Galería Antonio Machón.Conde de Xiquena, 8. Madrid. Hasta el 15 de abril.

Fijaciones urbanas

Uno podría suponer, en ese sentido, que el encuentro con ese arquetipo por excelencia de la metrópoli que Nueva York encarna -tanto en el rumor emocional del tiempo ido como en la exaltación más estricta del presente- había de determinar en la actual etapa americana de Garmendia un recrudecimiento de sus fijaciones urbanas, ya crecientemente sumergidas, desde el noventa, bajo una materia pictórica más densa y gestual. Más bien al contrario -y esa resistencia frente a lo obvio dice mucho a su favor-, el último Garmendia toma, a la postre, derroteros bien distintos.
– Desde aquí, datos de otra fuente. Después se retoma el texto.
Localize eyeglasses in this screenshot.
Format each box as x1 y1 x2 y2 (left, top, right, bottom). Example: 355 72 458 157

De hecho, los lienzos que conforman esta nueva muestra del artista guipuzcoano testimonian un singular, y aun compulsivo, proceso de cambio.Las dos piezas de mayor tamaño culminan, y ya con una energía sin precedente, el clima de su poética anterior. Lo hacen, además, desde climas y talantes bien dispares; uno, desde un desgarro más bronco; otro, en el exaltado -y muy emocionante- abismo lírico del blanco. Pero el punto de inflexión más obvio y decidido se sitúa finalmente en el ciclo de las tres perfect paintings, allí donde los ecos twomblianos y la turbulenta sensualidad que los verdes introducen abren la poética de Garmendia hacia un horizonte pasional insospechado.